Engagé à vingt ans juste avant la guerre, Paul restera absent sept ans loin de la maison familiale. Il participera aux combats violents en Meuse et en Ardenne, dans les forts de la ligne Maginot. Les camps, les planques. Le froid. La faim. Mais « se préservant du ventre, comme il le dit, pour préserver sa tête ». C’est que Paul qui admet, « user de tout, sans abuser » a ses arguments pour rester vaillant et solide. Il y eut ensuite la captivité en Allemagne d’où il ne reviendra qu’à vingt-sept ans. Aujourd’hui, ce pan lointain de sa vie reste clair et précis même si Paul prétend qu’il « perd des coches, et que la route est longue et difficile ».

Les lieux, les personnes, chacun porte encore dans sa mémoire, le nom qui lui revient. A l’image de celui à qui il ressemble tant, son discours est ponctué de paroles bienveillantes, les sages diraient « positives ». Pas de haine même s’il a « beaucoup encaissé » et s’il a désiré après bien des désillusions « tirer un trait sur toutes les religions et la politique qui ont détruit beaucoup de monde » Celui qui tout jeune a soigné sa mère, puis récemment son épouse qu’il a vu partir tout comme, avant elle, ses trois enfants, impuissant devant le sort qui s’est acharné, insiste sur le fait que « toute sa vie il a fait de ses actes des bonnes actions, ne reculant devant rien ». L’humaniste a souhaité inscrire dans les premières pages de son livre toute la confiance qu’il a dans l’homme intimement lié à la nature. L’arbre et le bois restent une référence qui tient à cœur de celui qui après avoir travaillé à l’exploitation familiale a travaillé ensuite à Jarnac, après maints petits boulots, à l’entreprise de bois Roger : « Comme l’arbre a besoin de puiser ses forces dans la profondeur de la terre pour se développer et faire face aux tempêtes, l’homme a besoin de ses racines pour se tenir debout ». Le livre de Paul se veut être les racines qui aideront ses cinq petits-enfants, ses cinq arrière-petits enfants et tous ceux à venir, à grandir et se tenir debout en se souvenant de Pépé Paul.

Le jour de la fête, aux petits-enfants heureux de recevoir le livre, le grand-père a prévenu : « Il ne suffit pas de lire, il vous faudra aussi comprendre »

 

Je suis restée plus de deux heures avec Paul. J’ai découvert, au hasard des pages de son livre que j’ai feuilleté, des détails d’épisodes de sa vie que je ne livrerai pas ici. Des hasards, des coïncidences troublantes que je garderai secrets. Je suis revenue chez moi en ce beau samedi qui sentait déjà le printemps, troublée, émue. J’ai déjà dit quelque part, et je l’avoue sans honte, que bien des personnes âgées m’ennuient, et que j’ai aujourd’hui envie de me tenir éloignée de la vieillesse pour l’avoir côtoyée très jeune, trop jeune. Mais pour faire à la Brassens, je pense que le fait d’être ennuyeux, triste et vieux n’a pas forcément de rapport avec l’âge. Car au final, les personnes âgées qui me sollicitent pour le journal, celles qui prennent plaisir à discuter avec moi, sont des gens remplis de sagesse, d’intelligence au sens noble et large du mot, des gens qui ont tellement de choses à dire et que j’aime entendre, sans appréhension.

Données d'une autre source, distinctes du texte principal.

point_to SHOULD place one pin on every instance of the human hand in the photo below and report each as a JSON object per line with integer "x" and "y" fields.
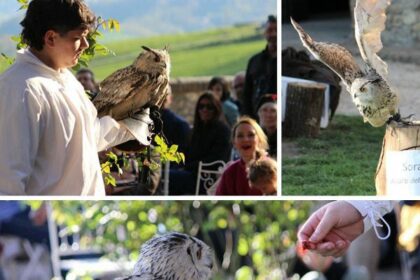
{"x": 330, "y": 230}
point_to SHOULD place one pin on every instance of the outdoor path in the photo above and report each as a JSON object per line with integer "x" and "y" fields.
{"x": 403, "y": 63}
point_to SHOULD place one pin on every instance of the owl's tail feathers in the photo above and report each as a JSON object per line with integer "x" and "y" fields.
{"x": 306, "y": 39}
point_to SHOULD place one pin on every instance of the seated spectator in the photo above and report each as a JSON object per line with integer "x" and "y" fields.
{"x": 209, "y": 142}
{"x": 87, "y": 79}
{"x": 175, "y": 128}
{"x": 262, "y": 175}
{"x": 267, "y": 115}
{"x": 220, "y": 89}
{"x": 251, "y": 143}
{"x": 238, "y": 89}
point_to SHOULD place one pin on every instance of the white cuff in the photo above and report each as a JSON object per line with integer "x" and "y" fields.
{"x": 372, "y": 212}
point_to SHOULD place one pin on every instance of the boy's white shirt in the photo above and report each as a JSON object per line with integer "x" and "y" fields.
{"x": 50, "y": 133}
{"x": 372, "y": 212}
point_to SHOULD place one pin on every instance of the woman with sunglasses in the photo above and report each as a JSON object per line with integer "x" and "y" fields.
{"x": 249, "y": 140}
{"x": 210, "y": 141}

Je repars donc sur le coup des 16 heures après avoir pris un petit café en compagnie de celui que j’avais cru reconnaître en entrant.

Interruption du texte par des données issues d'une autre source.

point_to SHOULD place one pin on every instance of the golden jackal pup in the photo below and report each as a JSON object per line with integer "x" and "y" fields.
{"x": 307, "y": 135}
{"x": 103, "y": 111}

Je fais la bise à Paul. La barbe est douce, je sens que le papi est ému aussi. Je suis touchée par la confiance qu’il a mis à se livrer, et qu’il met en moi pour transmettre tout cela au journal.

Il m’accompagne sur le pas de la porte. Je lui promets de me rendre disponible, pile poil, dans dix ans, pour la suite de ses mémoires. 

Je crois que Papi Paul viendra faire un petit tour ici. Je le salue ainsi que Nadine. Je sais que d'autres tomes sont prévus à ses mémoires. Une belle façon de faire revivre le passé dans l'avenir et de lui-même se projeter dans l'avenir grâce à son passé. Une façon pour le sage qu'il est d'avancer avec son vécu et permettre à ses petits descendants de profiter de son expérience.Je remercie aussi, en passant, Samuel, un autre humaniste à la barbe fleurie, qui m’a donné l’opportunité de faire cette belle rencontre.